Солнце набирало высоту — было, наверно, часов десять, в кустах изредка посвистывали птицы. Санька отвязал от рамы велосипеда удочки и, кивнув Васе, по едва заметной тропинке пошёл к заливчику с подковкой белого песка у воды. На песке были чётко отпечатаны лёгкие крестики птичьих следов. Наживили червей, забросили. И надолго притихли.

В поисках цветов над островом с голодным жужжаньем летали пчелы и шмели, синие стрекозы-стрелки висели над водой, садились на поплавки. В сторону высокого зелёного материка своим неаккуратным, хромающим лётом удалялась белая бабочка. Было очень тихо, свежо и таинственно.

— Хорошо здесь, — вкрадчивым шёпотом сказал Санька. — Жил бы и жил здесь, как островитянин, без деда, без Эдьки и всего прочего… Знаешь, что это такое — спать в нашей с отцом плетёной вилле, смотреть вечером на далёкие звёзды, до солнца просыпаться, слушать птиц, а потом красться с удочкой к этому заливчику? Знаешь, что это?

Вася вздохнул про себя и промолчал. Он и не думал, что Саньку волнуют не только отливки из свинца, гонки на велосипеде, постройки кораблей и весёлые дурачества на Мутном пруду…

Одно было не очень хорошо сейчас: они сидели в тени, и на них стали остервенело нападать комары и вонзать, как в школьном медкабинете шприцы, свои острые хоботы то в плечо, то в спину, то в живот или зад. Вася, не жалея себя, хлопал ладонью по комарам, и похожие на пощёчину звуки далеко разносились над водой.

— Не хлопай так громко, — попросил Санька. Он уставился на поплавки и машинально, не глядя на комара, а по укусу догадывался, куда он сел, вежливо прихлопывал его.

— Я уже и так перепугал всю рыбу, свалившись с берёзы, — вздохнул Вася. — Клюнет теперь?

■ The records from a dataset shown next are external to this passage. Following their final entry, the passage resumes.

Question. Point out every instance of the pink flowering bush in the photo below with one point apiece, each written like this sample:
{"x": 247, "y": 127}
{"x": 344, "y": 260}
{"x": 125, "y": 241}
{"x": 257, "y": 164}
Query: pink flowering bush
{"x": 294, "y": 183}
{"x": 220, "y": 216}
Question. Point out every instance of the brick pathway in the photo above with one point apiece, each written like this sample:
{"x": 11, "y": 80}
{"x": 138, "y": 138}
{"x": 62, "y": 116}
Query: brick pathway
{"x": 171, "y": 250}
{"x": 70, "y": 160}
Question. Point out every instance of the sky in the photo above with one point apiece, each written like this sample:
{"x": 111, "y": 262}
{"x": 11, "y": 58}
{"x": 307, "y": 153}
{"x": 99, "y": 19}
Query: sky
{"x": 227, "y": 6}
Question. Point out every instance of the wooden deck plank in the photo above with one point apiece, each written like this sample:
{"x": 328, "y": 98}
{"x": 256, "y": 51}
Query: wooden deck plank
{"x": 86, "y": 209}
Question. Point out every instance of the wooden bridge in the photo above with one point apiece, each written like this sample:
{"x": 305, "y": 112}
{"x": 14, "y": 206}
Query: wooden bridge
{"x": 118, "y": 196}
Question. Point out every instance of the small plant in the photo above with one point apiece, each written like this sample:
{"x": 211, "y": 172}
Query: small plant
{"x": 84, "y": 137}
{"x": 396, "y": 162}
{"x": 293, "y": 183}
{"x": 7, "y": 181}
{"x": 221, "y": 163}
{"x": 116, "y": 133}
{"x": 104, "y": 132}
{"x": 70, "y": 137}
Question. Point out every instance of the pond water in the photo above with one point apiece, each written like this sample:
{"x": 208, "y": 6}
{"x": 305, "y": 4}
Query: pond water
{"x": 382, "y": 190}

— Клюнет, — сказал Санька, — это очень рыбное озеро. Знаешь, сколько мы с отцом ловили здесь? Не поверишь! Здесь берёт такой крупный окунь и ёрш — пять штук едва влезают на сковородку. А какие вкусные! Ты любишь уху и жареную рыбу? Приготовим. Я и картошку, и всё, что нужно, прихватил.

Вася не любил рыбу — ни жареную, ни варёную, — но не мог же он сказать это сейчас Саньке.

Клевало неважно. За два часа они поймали десятка полтора небольших окуней, ёршиков и плотвичек, да разве дело было в этом? Санька достал из рюкзака закопчённый, с вмятинами котелок, сковородку, пакет с картошкой, перец с лавровым листом и спичечный коробок с солью. Стоял полдень, одежда их высохла, и ребята оделись.

— Умеешь чистить рыбу? — спросил Санька, протянул Васе складной нож с костяной ручкой и, не дождавшись ответа, велел: — Принимайся… Рыбу чистят с хвоста… А картошку печёную ел когда-нибудь? Ведь не ел же, признайся?

— Сегодня буду есть…

— Будешь, — подтвердил Санька и хотел сказать, что Вася ещё маленький и у него много всего будет впереди, но Санька не любил поучать. Он с хрустом потянулся, свободно развернул крепкие плечи и, щурясь от ослепительного солнца, посмотрел в безоблачно-синее, бездонно глубокое небо.